How She Move could be considered an unofficial prequel to Stomp the Yard since its heroine Raya Green (Rutina Wesley) uses step dancing as a means to attend college. Raya is a bright private school student, making her an outcast in a hard-knocks neighborhood that claimed her sister's life.

Raya has the grades but not the money to make her dreams happen. Winning a "step comp" - a hip-hop dance contest among blazingly choreographed crews - would provide a nice tuition boost.

Raya gave up the life when her sister died of an overdose. Her protective mother (Melanie Nicholls-King) and underachieving father (Conrad Coates) want her to be studying. Former step-dancing partners like Michelle (Tre Armstrong) resent Raya's efforts to make a better life.

How She Move contains the usual underdog elements, yet director Ian Iqbal Rashid lays out obviousness with persuasive grit. It helps having a cast of dancers who can act - especially Wesley, who can be achingly sympathetic, then explosively agile in a flash. Annmarie Morais' screenplay hastily swaps Raya's allegiances to give Wesley a steady supply of angry and apologetic scenes between dance numbers.

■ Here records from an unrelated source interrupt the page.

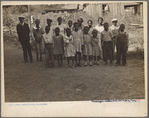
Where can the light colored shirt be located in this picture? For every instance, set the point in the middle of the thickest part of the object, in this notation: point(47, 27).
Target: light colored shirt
point(113, 27)
point(48, 38)
point(22, 24)
point(106, 35)
point(62, 28)
point(99, 28)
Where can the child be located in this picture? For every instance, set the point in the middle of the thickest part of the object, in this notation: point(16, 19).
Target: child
point(38, 35)
point(96, 48)
point(87, 50)
point(114, 28)
point(122, 45)
point(69, 47)
point(48, 46)
point(58, 46)
point(106, 41)
point(100, 28)
point(80, 21)
point(90, 23)
point(78, 43)
point(70, 25)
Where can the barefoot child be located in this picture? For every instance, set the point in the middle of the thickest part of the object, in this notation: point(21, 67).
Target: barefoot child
point(96, 48)
point(69, 47)
point(78, 43)
point(87, 50)
point(122, 45)
point(107, 43)
point(47, 37)
point(38, 35)
point(58, 46)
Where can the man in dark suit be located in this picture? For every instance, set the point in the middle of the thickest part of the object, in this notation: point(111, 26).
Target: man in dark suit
point(23, 34)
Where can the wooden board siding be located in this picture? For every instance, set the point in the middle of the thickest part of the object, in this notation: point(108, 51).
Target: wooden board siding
point(116, 10)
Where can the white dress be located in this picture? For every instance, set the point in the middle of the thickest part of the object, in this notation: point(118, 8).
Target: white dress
point(69, 46)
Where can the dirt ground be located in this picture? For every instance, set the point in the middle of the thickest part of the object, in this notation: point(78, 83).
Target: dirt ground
point(32, 82)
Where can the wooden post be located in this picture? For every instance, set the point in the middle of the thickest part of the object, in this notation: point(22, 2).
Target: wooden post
point(29, 16)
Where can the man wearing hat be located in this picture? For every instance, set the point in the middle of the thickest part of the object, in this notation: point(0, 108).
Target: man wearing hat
point(48, 41)
point(114, 28)
point(23, 34)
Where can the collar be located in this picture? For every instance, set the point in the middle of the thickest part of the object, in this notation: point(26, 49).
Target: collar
point(22, 24)
point(36, 27)
point(122, 32)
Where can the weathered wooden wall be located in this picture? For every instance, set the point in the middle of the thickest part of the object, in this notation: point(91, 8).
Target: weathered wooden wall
point(115, 10)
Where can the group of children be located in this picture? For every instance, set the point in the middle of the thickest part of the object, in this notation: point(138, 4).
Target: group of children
point(75, 41)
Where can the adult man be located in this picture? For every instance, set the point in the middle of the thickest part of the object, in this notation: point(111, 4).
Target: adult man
point(23, 34)
point(114, 28)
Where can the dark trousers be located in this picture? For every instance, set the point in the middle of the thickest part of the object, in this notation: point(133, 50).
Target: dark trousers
point(26, 50)
point(49, 53)
point(121, 51)
point(108, 51)
point(114, 45)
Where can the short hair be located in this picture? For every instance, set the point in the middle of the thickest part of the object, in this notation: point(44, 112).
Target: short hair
point(90, 21)
point(37, 20)
point(67, 30)
point(59, 18)
point(57, 28)
point(86, 27)
point(47, 28)
point(70, 21)
point(122, 25)
point(49, 20)
point(21, 18)
point(75, 23)
point(100, 18)
point(106, 23)
point(80, 19)
point(94, 31)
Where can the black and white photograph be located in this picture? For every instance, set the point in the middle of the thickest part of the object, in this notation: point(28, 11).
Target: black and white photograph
point(75, 51)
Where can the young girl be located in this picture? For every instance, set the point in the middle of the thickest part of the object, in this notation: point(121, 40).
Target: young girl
point(96, 48)
point(78, 43)
point(87, 50)
point(58, 46)
point(69, 47)
point(122, 45)
point(38, 35)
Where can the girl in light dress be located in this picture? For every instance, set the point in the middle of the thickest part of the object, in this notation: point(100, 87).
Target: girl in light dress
point(69, 47)
point(87, 50)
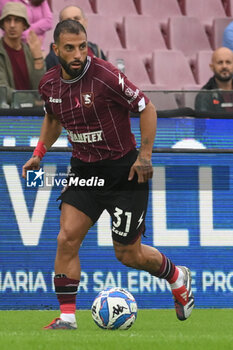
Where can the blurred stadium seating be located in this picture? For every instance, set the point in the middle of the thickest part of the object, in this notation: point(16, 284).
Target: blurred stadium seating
point(139, 28)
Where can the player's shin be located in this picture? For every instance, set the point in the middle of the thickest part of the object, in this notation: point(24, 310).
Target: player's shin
point(66, 291)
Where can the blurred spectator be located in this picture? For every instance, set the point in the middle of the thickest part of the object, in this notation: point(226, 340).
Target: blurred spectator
point(228, 36)
point(21, 65)
point(50, 4)
point(221, 98)
point(39, 15)
point(77, 14)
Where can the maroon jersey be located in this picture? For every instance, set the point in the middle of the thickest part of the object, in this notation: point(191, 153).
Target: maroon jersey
point(94, 109)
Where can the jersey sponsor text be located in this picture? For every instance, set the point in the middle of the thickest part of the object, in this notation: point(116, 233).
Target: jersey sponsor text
point(87, 137)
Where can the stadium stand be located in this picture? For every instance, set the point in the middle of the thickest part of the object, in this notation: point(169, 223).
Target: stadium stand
point(136, 29)
point(143, 40)
point(201, 69)
point(204, 10)
point(102, 30)
point(130, 63)
point(228, 6)
point(84, 4)
point(187, 35)
point(160, 10)
point(170, 68)
point(115, 9)
point(215, 32)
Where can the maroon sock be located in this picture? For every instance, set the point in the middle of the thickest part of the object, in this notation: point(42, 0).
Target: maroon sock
point(167, 270)
point(66, 291)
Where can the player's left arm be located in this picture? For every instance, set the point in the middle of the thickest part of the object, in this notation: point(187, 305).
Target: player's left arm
point(143, 165)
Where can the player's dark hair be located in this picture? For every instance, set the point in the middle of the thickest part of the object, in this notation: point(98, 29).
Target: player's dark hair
point(67, 26)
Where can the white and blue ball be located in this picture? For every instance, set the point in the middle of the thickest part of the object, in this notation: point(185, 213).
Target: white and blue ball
point(114, 308)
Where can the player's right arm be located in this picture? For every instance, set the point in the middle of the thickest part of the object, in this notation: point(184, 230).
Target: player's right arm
point(50, 131)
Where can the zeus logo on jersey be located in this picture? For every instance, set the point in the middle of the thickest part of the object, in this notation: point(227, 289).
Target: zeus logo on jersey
point(87, 99)
point(55, 100)
point(87, 137)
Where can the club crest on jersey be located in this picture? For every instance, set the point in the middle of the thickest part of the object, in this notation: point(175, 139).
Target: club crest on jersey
point(88, 99)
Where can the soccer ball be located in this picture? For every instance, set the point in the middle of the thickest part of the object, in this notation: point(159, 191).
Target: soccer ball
point(114, 308)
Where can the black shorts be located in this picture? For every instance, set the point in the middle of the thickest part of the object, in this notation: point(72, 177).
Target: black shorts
point(125, 201)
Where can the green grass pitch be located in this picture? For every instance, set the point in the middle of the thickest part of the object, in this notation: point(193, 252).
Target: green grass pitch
point(153, 330)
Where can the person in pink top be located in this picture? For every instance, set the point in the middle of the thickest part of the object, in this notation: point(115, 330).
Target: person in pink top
point(39, 15)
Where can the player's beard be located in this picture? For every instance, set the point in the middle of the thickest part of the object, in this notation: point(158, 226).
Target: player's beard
point(223, 78)
point(73, 73)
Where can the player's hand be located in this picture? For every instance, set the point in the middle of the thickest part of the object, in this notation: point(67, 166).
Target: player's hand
point(32, 164)
point(143, 168)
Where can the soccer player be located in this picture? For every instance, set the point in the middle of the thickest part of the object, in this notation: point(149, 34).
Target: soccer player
point(91, 99)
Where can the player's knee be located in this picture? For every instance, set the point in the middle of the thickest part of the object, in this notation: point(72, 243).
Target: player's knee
point(126, 257)
point(67, 239)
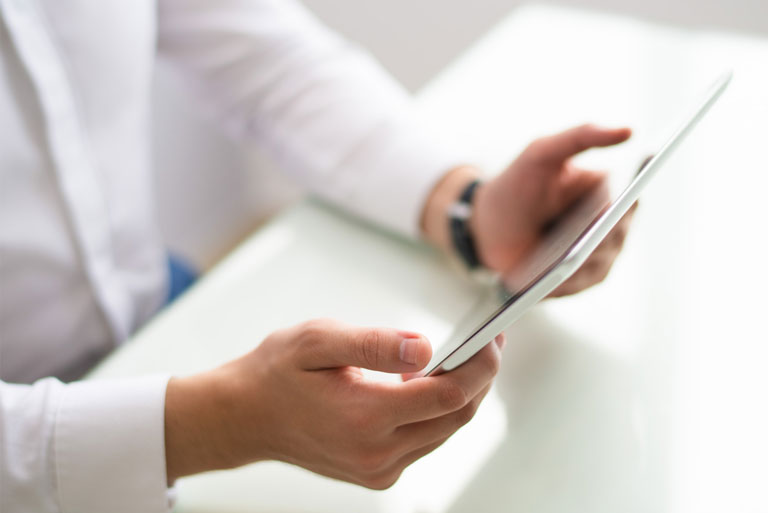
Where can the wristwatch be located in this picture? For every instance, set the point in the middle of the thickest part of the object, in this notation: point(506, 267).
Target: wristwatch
point(459, 214)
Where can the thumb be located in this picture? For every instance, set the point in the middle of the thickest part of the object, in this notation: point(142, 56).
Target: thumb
point(560, 147)
point(380, 349)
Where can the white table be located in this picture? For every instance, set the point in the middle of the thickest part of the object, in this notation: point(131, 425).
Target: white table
point(646, 393)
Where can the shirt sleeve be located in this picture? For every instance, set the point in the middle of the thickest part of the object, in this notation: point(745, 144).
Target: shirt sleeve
point(324, 109)
point(87, 447)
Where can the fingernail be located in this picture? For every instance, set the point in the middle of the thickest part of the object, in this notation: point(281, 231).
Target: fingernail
point(409, 350)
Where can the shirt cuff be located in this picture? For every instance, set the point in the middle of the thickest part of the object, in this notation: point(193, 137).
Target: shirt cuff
point(109, 447)
point(392, 173)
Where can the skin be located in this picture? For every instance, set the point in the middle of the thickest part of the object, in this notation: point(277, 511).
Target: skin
point(300, 396)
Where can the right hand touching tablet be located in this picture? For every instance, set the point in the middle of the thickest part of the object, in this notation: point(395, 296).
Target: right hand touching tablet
point(300, 397)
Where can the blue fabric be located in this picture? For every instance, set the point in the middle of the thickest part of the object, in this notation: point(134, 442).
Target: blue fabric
point(181, 276)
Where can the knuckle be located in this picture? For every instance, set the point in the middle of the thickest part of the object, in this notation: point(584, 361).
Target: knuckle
point(452, 396)
point(362, 422)
point(464, 415)
point(313, 333)
point(383, 481)
point(370, 462)
point(370, 348)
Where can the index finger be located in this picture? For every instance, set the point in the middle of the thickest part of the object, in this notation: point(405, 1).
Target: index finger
point(560, 147)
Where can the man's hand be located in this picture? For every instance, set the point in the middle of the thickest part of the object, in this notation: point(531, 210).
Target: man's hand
point(300, 397)
point(512, 211)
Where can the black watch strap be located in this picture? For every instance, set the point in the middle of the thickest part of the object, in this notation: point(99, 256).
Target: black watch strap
point(459, 215)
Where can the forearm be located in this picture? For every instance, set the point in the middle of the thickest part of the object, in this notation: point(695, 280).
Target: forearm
point(200, 432)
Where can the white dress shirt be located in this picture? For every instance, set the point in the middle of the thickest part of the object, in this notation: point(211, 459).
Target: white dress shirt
point(81, 263)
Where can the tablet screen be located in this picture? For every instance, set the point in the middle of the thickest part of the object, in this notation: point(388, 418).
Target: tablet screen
point(553, 246)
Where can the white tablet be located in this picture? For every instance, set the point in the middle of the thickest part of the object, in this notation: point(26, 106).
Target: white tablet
point(565, 248)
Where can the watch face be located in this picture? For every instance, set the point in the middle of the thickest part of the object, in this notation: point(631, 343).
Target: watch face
point(461, 211)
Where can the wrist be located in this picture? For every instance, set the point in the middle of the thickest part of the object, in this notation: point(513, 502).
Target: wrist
point(435, 225)
point(200, 429)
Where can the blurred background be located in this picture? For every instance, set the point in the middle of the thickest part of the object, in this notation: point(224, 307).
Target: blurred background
point(212, 192)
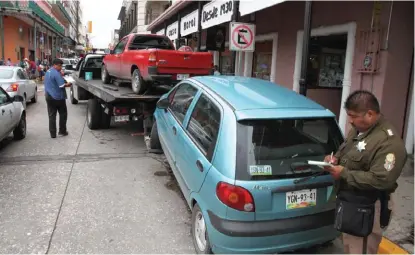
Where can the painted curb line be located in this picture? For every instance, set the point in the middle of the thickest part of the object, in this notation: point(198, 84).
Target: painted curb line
point(389, 247)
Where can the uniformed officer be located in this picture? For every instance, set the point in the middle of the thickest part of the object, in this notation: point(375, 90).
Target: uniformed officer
point(370, 160)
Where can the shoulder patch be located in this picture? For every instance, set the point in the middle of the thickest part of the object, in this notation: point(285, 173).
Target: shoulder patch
point(389, 162)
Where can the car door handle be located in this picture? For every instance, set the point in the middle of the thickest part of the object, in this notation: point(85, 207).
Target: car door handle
point(199, 165)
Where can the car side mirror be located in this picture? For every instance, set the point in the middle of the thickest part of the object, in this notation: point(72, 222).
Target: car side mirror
point(163, 103)
point(17, 98)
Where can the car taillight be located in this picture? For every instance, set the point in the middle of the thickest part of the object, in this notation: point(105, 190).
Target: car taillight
point(13, 88)
point(235, 197)
point(152, 57)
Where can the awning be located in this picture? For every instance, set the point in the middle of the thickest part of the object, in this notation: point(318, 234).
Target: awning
point(248, 7)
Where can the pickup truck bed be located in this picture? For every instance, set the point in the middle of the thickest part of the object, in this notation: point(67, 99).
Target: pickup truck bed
point(111, 93)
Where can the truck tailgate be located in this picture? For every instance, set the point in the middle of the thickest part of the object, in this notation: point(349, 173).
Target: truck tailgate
point(170, 61)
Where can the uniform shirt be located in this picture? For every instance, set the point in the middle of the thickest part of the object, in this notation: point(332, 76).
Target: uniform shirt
point(372, 160)
point(53, 79)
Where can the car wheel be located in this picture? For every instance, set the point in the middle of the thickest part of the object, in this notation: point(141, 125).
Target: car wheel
point(154, 138)
point(137, 82)
point(106, 79)
point(199, 232)
point(73, 100)
point(34, 99)
point(20, 131)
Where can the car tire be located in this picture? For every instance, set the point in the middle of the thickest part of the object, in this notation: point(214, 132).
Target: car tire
point(34, 99)
point(137, 83)
point(105, 77)
point(197, 217)
point(72, 97)
point(154, 138)
point(93, 115)
point(19, 132)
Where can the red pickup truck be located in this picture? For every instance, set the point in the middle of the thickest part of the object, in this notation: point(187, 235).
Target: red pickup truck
point(148, 60)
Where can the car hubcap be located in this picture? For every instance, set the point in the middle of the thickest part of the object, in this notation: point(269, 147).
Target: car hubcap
point(200, 231)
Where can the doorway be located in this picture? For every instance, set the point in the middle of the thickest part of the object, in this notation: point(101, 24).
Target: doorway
point(325, 70)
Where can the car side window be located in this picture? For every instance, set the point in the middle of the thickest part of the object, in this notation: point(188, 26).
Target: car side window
point(21, 75)
point(204, 125)
point(181, 99)
point(4, 98)
point(120, 46)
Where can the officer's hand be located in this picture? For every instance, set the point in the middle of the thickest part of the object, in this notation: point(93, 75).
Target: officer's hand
point(333, 161)
point(335, 171)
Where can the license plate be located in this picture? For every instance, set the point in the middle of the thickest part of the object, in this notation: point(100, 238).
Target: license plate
point(301, 199)
point(182, 76)
point(122, 118)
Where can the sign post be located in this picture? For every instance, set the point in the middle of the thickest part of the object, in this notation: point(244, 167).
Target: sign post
point(242, 37)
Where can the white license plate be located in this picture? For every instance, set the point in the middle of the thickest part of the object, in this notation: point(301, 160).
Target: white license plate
point(122, 118)
point(182, 76)
point(301, 198)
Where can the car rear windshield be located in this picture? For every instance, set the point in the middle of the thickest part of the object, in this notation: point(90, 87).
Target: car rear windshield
point(280, 148)
point(6, 74)
point(151, 42)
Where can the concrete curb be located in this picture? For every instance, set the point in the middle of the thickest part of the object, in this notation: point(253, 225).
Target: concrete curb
point(389, 247)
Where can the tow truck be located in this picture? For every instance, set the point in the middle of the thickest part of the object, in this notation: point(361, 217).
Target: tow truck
point(111, 100)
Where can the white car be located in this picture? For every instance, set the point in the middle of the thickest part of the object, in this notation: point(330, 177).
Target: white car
point(15, 82)
point(12, 116)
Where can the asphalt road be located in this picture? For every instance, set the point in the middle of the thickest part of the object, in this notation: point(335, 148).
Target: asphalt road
point(89, 192)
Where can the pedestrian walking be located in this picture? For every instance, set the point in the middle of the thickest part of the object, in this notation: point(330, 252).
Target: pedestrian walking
point(56, 98)
point(366, 168)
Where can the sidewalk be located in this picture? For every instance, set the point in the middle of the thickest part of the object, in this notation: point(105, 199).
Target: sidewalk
point(400, 230)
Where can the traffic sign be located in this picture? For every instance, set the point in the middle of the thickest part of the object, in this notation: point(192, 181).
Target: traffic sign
point(242, 37)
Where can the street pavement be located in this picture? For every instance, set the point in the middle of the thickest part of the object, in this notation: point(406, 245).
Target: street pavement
point(90, 192)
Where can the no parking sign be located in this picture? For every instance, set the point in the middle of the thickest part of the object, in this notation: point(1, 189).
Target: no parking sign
point(242, 37)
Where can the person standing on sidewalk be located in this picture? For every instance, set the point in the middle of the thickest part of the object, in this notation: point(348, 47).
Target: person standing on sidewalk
point(56, 98)
point(366, 168)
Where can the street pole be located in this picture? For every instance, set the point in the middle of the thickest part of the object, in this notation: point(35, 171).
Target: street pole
point(235, 18)
point(306, 40)
point(2, 36)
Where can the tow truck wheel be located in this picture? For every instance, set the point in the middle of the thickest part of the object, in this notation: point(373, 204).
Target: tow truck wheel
point(137, 82)
point(93, 116)
point(73, 100)
point(106, 79)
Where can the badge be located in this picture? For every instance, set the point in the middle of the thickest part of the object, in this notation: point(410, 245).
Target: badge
point(361, 146)
point(389, 162)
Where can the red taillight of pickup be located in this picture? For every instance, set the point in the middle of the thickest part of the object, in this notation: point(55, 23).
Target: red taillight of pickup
point(235, 197)
point(13, 88)
point(152, 58)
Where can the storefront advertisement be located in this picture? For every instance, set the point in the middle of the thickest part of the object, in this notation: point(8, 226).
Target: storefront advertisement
point(189, 23)
point(217, 12)
point(173, 31)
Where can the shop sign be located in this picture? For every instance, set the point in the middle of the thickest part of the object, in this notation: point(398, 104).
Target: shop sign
point(189, 23)
point(247, 7)
point(242, 37)
point(173, 31)
point(217, 12)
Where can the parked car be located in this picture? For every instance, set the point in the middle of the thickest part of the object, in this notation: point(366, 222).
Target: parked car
point(12, 116)
point(239, 149)
point(148, 60)
point(15, 81)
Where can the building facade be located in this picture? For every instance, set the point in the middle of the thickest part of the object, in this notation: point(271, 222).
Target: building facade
point(353, 45)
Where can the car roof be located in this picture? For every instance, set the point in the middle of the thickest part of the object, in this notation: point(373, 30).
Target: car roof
point(244, 93)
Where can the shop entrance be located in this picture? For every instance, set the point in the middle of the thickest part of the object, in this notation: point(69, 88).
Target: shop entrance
point(325, 70)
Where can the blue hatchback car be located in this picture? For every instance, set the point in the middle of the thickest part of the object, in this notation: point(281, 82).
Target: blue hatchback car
point(239, 149)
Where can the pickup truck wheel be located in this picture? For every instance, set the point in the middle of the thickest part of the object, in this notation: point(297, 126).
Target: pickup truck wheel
point(105, 77)
point(137, 82)
point(73, 100)
point(154, 138)
point(93, 116)
point(20, 131)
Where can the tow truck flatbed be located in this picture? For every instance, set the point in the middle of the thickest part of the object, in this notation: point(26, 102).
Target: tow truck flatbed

Like Stomp the Yard, the step-dancing exhibitions (choreographed by Hi-Hat) make everything else tolerable. The self-made percussion of stamping boots and slapping hands among dancers is infectious; the acrobatic bravado and use of bombastic props such as bling hubcap wheels is ingenious.

I'd enjoy a documentary on this subject matching David LaChapelle's 2005 film Rize that chronicled krump dancing's urban culture. Both step dancing and the more improvisational krumping are rooted in African-American history, and revived by today's young, culturally diverse artists to a modern backbeat. How they move is who they are.